ANGLETON — After steady activity in the tropics for several weeks, a storm is now taking aim at Brazoria County and officials are encouraging residents to make preparations before Tropical Storm Nicholas delivers its impact felt in the next few days.
“At this time, we’re advising people to be prepared and pick up any loose items around their house,” County Judge Matt Sebesta said. “People in low-lying areas need to understand that we’re potentially going to have some high rainfall and that leads to the chance of flooding in lower areas. Our folks along the coast need to be watching because we will be getting some storm surge out of this system.”
Predictions from the National Weather Service in Houston call for between 2 and 4 feet of storm surge with the arrival of Nicholas.
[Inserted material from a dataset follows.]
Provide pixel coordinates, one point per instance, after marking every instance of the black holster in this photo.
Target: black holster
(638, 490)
Some coastal flooding is possible as the system moves closer.
“The biggest threat from this storm is the heavy rain and flooding potential,” meteorologist Dan Reilly of the agency's League City office said. “Rain will move in tonight and periods of rain may be heavy through Tuesday and possibly longer, depending on how the storm moves.”
Southern Brazoria County school districts all expect to have classes as normal Monday, but they are watching the storm's progress and will modify their plans as necessary.
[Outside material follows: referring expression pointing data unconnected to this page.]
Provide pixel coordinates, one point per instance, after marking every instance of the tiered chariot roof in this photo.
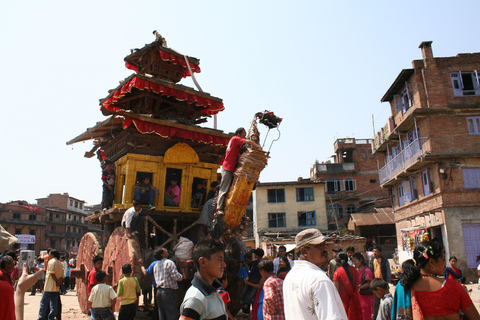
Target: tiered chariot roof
(151, 101)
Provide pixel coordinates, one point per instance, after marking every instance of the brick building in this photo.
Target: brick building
(21, 218)
(65, 216)
(351, 181)
(431, 145)
(282, 209)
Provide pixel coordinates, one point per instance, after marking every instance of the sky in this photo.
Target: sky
(322, 66)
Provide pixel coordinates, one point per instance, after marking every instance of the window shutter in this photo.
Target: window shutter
(456, 84)
(398, 102)
(409, 94)
(407, 191)
(471, 178)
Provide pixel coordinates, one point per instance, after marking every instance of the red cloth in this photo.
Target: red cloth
(225, 297)
(15, 274)
(445, 301)
(91, 281)
(169, 132)
(255, 305)
(273, 306)
(348, 292)
(233, 150)
(210, 107)
(5, 276)
(7, 304)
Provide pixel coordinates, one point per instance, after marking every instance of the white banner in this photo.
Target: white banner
(25, 238)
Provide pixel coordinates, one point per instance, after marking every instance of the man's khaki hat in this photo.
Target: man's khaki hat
(311, 236)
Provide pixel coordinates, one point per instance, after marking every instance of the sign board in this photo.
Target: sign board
(25, 238)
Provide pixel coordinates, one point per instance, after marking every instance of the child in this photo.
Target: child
(128, 290)
(102, 298)
(225, 296)
(251, 282)
(202, 300)
(108, 178)
(145, 192)
(91, 280)
(381, 290)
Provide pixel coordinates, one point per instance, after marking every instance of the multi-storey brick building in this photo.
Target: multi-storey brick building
(25, 221)
(431, 145)
(282, 209)
(351, 181)
(65, 216)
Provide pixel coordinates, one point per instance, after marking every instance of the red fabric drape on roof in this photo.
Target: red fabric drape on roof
(210, 107)
(131, 66)
(169, 132)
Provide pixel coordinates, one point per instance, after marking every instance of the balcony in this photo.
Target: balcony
(335, 167)
(404, 160)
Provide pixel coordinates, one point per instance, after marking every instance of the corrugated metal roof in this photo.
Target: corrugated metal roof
(381, 217)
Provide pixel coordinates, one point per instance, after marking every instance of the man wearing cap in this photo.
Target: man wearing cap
(307, 290)
(332, 265)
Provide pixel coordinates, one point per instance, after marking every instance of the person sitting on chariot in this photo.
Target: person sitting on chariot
(172, 194)
(131, 218)
(145, 192)
(229, 164)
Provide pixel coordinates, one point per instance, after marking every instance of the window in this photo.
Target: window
(351, 209)
(306, 219)
(305, 194)
(427, 184)
(276, 195)
(401, 195)
(404, 100)
(465, 83)
(471, 178)
(276, 220)
(473, 124)
(332, 185)
(350, 184)
(336, 208)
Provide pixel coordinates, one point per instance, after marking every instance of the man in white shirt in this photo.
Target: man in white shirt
(130, 218)
(282, 252)
(308, 292)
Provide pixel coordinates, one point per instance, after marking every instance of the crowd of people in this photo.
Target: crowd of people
(312, 287)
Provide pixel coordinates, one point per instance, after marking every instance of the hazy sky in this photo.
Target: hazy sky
(321, 65)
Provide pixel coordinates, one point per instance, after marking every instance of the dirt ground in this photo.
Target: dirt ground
(71, 309)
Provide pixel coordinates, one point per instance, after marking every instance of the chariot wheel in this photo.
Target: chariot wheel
(89, 247)
(119, 251)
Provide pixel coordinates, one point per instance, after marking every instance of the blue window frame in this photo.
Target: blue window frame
(275, 195)
(338, 209)
(306, 219)
(351, 208)
(277, 220)
(305, 194)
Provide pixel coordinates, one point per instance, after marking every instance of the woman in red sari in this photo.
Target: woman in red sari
(365, 276)
(345, 279)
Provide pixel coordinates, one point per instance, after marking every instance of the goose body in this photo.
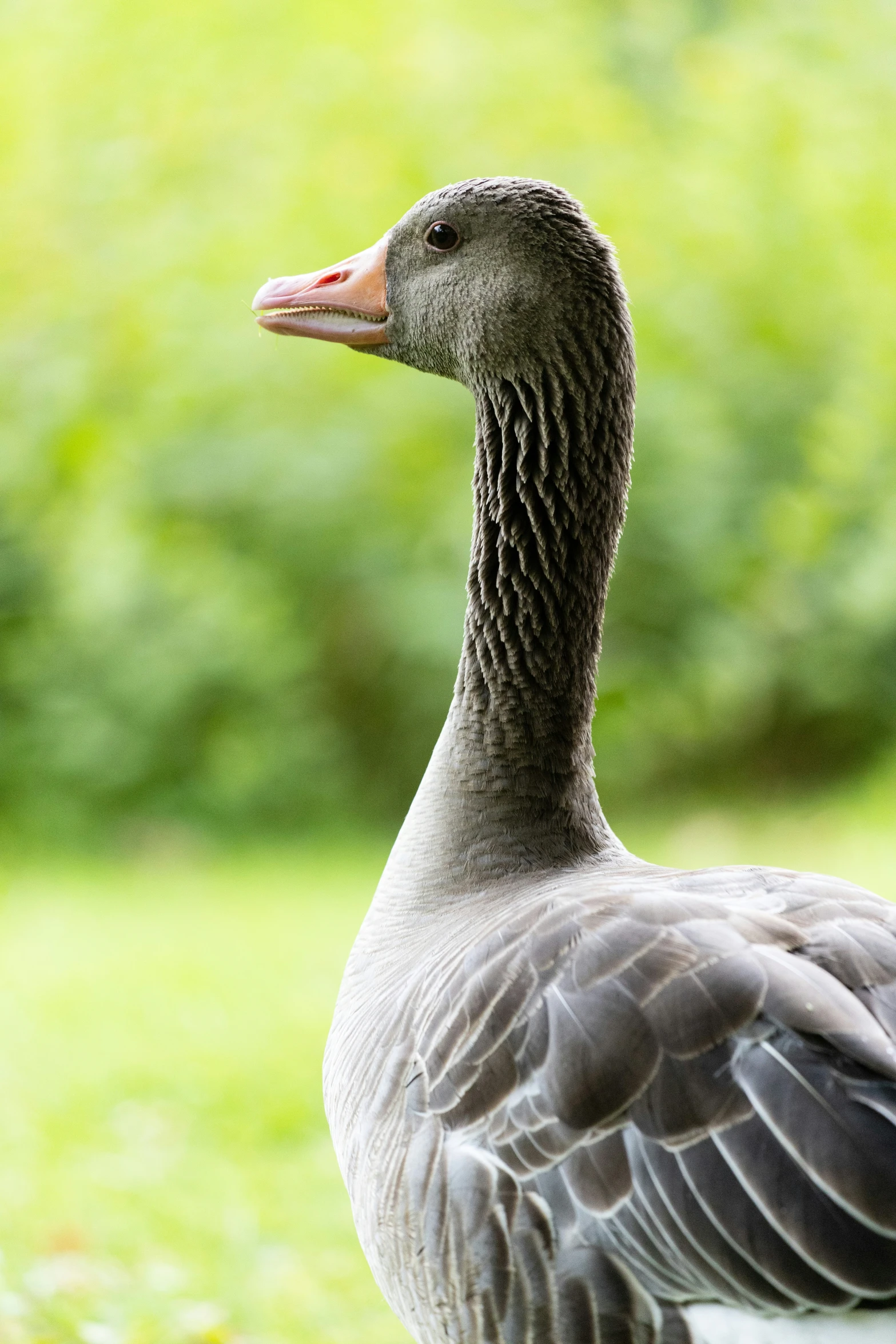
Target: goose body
(578, 1099)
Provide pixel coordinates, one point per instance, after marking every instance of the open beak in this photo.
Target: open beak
(344, 303)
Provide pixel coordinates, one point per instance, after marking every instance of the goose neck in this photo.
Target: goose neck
(511, 782)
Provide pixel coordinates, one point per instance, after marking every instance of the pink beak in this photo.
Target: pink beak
(343, 303)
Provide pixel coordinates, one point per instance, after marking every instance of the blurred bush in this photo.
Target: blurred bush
(232, 570)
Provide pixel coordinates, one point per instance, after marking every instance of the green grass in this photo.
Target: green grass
(166, 1172)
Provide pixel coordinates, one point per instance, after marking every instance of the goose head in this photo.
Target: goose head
(480, 281)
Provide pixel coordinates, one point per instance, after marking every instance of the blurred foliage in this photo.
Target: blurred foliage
(232, 570)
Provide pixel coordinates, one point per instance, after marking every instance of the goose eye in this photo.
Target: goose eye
(443, 237)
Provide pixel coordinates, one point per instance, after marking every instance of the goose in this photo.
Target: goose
(578, 1099)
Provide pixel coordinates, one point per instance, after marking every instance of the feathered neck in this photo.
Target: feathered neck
(511, 782)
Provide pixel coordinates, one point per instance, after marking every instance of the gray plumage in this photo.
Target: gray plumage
(572, 1093)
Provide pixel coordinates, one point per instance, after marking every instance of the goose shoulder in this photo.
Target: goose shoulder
(670, 1086)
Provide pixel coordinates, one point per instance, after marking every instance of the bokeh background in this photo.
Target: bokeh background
(232, 569)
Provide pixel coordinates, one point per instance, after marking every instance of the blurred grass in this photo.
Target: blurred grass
(166, 1172)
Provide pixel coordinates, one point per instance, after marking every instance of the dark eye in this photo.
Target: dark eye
(443, 237)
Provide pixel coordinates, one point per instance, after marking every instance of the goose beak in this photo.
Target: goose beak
(343, 303)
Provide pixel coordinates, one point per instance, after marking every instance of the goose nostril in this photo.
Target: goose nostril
(331, 279)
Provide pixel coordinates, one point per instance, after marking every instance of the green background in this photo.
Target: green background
(232, 569)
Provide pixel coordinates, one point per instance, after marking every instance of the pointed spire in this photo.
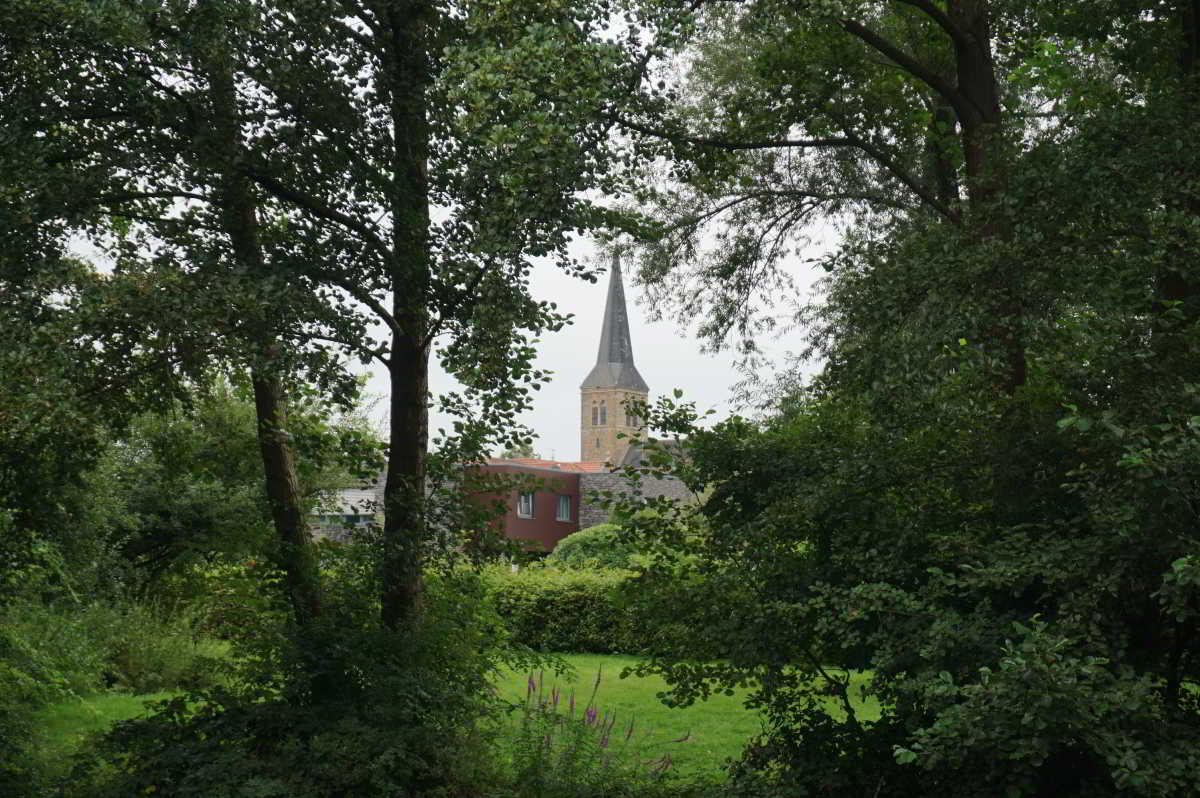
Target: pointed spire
(615, 361)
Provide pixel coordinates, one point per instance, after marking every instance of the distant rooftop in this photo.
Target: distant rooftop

Nicholas is moving north-northwest at 15 mph off the eastern coast of Mexico, Reilly said, and is expected to reach Brazoria County by late Monday night into early Tuesday. Meteorologists are expecting 15 inches of rain or more, depending on the speed of the storm as it moves onto land.
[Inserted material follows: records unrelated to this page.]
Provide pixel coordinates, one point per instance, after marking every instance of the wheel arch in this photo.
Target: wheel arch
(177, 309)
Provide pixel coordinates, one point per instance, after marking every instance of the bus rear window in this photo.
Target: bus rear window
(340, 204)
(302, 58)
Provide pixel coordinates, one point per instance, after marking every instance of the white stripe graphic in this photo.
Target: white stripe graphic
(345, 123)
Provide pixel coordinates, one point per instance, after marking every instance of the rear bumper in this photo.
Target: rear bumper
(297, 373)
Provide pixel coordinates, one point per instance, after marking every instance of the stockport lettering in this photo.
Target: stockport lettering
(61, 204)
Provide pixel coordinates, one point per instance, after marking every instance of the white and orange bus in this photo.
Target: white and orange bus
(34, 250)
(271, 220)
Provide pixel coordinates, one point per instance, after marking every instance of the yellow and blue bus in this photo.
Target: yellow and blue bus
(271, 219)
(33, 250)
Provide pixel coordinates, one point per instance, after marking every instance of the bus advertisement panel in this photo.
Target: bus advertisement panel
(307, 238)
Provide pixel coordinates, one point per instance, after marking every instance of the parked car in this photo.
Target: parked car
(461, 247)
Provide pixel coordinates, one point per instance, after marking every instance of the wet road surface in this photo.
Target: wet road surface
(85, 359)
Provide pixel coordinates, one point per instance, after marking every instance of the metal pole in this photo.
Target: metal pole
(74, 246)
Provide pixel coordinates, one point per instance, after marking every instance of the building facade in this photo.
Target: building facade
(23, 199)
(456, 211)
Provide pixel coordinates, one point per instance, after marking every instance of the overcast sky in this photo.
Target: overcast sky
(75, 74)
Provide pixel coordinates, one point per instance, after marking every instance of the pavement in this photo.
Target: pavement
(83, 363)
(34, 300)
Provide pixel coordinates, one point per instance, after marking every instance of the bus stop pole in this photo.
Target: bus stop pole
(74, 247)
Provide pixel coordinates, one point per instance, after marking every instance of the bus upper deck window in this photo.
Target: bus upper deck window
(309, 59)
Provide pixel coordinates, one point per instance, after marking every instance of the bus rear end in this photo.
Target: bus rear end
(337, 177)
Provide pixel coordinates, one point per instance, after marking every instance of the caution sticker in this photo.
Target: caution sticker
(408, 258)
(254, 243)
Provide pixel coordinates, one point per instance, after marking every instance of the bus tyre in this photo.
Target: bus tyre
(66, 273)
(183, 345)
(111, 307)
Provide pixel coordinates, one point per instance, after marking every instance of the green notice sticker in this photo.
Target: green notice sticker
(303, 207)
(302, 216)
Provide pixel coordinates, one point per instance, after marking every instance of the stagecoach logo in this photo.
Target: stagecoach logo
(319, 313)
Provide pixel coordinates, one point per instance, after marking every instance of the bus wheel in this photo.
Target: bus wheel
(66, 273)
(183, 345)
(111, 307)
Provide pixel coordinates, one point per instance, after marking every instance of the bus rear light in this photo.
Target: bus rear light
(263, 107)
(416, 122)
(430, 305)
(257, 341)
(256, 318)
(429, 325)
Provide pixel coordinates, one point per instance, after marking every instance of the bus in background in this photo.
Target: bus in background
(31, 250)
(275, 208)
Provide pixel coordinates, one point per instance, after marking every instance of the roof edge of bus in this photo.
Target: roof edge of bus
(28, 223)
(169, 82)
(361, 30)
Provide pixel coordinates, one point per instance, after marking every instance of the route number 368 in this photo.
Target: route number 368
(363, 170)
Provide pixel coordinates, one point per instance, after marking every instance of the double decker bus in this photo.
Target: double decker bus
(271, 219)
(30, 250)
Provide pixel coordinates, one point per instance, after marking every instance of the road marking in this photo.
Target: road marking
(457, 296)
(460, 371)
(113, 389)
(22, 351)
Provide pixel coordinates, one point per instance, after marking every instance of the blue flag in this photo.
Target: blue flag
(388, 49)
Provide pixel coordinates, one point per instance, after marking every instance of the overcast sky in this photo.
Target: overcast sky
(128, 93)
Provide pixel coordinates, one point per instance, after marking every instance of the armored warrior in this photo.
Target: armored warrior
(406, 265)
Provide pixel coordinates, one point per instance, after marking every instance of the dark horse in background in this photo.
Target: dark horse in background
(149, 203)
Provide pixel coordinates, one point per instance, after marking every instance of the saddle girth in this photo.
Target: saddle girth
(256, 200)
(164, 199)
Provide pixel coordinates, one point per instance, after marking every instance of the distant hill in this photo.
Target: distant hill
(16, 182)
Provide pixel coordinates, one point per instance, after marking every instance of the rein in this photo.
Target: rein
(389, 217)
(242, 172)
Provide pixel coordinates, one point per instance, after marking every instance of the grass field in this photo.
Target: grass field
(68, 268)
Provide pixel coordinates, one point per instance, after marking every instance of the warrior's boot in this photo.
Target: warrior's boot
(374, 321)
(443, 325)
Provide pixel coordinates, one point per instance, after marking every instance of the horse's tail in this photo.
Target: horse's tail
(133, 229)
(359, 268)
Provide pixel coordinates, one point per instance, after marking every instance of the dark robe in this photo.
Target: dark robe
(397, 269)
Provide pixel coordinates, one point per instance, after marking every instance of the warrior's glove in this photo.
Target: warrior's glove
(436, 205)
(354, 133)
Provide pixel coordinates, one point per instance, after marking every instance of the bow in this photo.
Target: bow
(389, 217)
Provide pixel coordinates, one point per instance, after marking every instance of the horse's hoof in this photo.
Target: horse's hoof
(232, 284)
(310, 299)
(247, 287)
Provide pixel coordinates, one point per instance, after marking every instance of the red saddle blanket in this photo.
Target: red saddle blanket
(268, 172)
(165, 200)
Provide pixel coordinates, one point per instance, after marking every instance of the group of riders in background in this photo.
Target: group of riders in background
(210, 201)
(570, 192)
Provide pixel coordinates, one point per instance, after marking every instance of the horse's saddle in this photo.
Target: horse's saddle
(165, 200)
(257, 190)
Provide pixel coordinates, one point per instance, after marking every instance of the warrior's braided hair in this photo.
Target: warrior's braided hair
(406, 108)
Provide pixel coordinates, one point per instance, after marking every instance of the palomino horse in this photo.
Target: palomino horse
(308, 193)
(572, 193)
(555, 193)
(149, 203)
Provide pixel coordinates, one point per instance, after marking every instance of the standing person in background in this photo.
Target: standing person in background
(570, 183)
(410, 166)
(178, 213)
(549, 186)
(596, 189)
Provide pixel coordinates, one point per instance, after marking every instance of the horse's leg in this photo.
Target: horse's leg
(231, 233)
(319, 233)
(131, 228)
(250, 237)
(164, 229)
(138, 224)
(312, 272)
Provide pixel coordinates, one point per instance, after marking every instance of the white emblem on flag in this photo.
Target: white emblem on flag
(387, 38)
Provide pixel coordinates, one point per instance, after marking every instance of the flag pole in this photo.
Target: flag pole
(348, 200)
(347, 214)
“Worst-case scenario is for it to slow down and we could get 20 or more inches of rain,” Reilly said. “It’s an open question. The models are handling it differently; some are showing it moving more slowly and others move it more quickly and we’re working on sorting that all out.”
Wind gusts of 40 to 50 mph are also expected, potentially causing damage to trees and blowing unsecured items around.
“We’re keeping an eye on it right now, and it’s going to depend on how the storm develops,” Sebesta said. “At this time, folks need to be prepared — prepare for the worst, pray for the best. That is the mantra I try to live by, and if we prepare for the worst and pray for the best, that way we’ll be ready.”
In addition to picking up small things around people's property, Sebesta encourages having drinking water available and a full tank of fuel in vehicles in case the area is heavily impacted and power is lost.
“We’ll handle this like any other storm — we’re going to watch closely, we’re going to pay attention to reputable news sources and make recommendations based on those projections,” Sebesta said.
The county will continually update its website and social media accounts as well as the Ready Brazoria County app as Tropical Storm Nicholas continues to march steadily closer.